La nostra vecchia conoscenza Francesca Bonafini ne ha fatta un’altra delle sue (e non è neanche l’ultima).
Dopo aver partecipato alla stesura del romanzo a quattro voci Il Cavedio (Fernandel) e del saggio Sex Machine. L’immaginario erotico nella musica del nostro tempo (Auditorium), torna – insieme a Caterina Falconi – alla curatela di un’antologia, il cui filo conduttore, questa volta, è la seconda opportunità.
Si intitola, infatti, L’occasione la raccolta di racconti uscita per Galaad, che annovera, fra gli autori, oltre alla già citata Bonafini, Remo Bassini, Gianluca Morozzi e le coautrici del Cavedio Mascia di Marco, Patrizia Rinaldi e Nadia Terranova.
È proprio della Terranova il racconto che apre l’antologia, il preferito di chi scrive.
La scrittrice messinese lavora meglio di altri sul linguaggio dei suoi personaggi, che colloca nella conosciuta Sicilia, arrivando a creare, se non proprio delle maschere acustiche, caratterizzazioni ben distinte, nonostante il narratore autodiegetico, e verosimili. Il finale di questo racconto (La stagione) non è imprevedibile, ma qualunque altro sarebbe stato deludente; allo stupore del lettore, del resto, mira lo scrittore ingenuo: sono l’espressione e la forma a fare di una serie di vicissitudini una storia.
A suo modo lieto, ironico e appagante è lo spassoso finale di Ultima chance, secondo racconto dell’antologia, uscito dalla penna di Heman Zed. Qui lo stile è più ruspante, asciutto, paratattico, e le voci sono meno modulate, ma è ugualmente una piacevole lettura.
Morozzi è, come spesso accade, divertente e autoreferenziale, ed è fra gli autori che più di altri sembrano centrare il tema dell’antologia. Il suo Fantasma dei fanali passati forse non si distingue per l’originalità dello spunto, ma esaudisce alla perfezione la richiesta di inventare alternative a vite immaginarie, perché mostra con chiarezza sia il percorso “reale” della vita finzionale narrata, che le strade che essa avrebbe potuto prendere.

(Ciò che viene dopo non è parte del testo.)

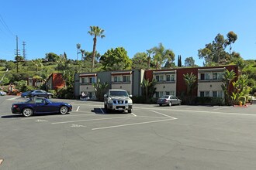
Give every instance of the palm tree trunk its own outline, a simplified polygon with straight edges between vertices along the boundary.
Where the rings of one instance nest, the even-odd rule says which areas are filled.
[[[95,37],[93,39],[93,50],[92,50],[92,61],[91,72],[92,72],[92,70],[94,69],[94,63],[95,63],[95,60],[96,43],[97,43],[97,38],[96,38],[96,36],[95,36]]]

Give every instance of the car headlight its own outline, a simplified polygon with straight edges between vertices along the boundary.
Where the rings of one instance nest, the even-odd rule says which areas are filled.
[[[113,102],[113,100],[112,99],[108,99],[108,103],[109,104],[112,104]]]
[[[128,100],[128,104],[133,104],[133,100],[129,99]]]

Con l’occasione di raccontare una storia, gli scrittori tratteggiano temi di interesse più generale, come la scelta di abortire, l’esodo dei profughi istriani, la disabilità di un figlio e, naturalmente, il rimpianto per un passato che avrebbe potuto portare a un diverso presente.
Qua e là passaggi intriganti e brucianti aforismi, come “una competenza incompleta può far più danni di una vasta, ma consapevole, ignoranza” (da Un uomo morto di Michele Governatori) o il periodo sulle casalinghe contenuto in Effetto estate (Mascia di Marco):
Avrei dovuto prestare maggiore attenzione al mio intuito, all’antica saggezza emotiva di quando ero ancora un bambino. Allora le casalinghe mi facevano paura. Quell’aria sempre truce, lo sguardo torvo e penetrante. Le parole urlate ad alta voce, sempre, anche quando non ce n’era bisogno, per richiamare l’attenzione dei familiari, del marito, dei figli, facendo leva su un’autorità domestica che gli era stata negata dal resto della società. I grembiuli tristi a stampe fiorate, le ciabatte ai piedi anche per uscire, per fare la spesa all’alimentari sotto casa.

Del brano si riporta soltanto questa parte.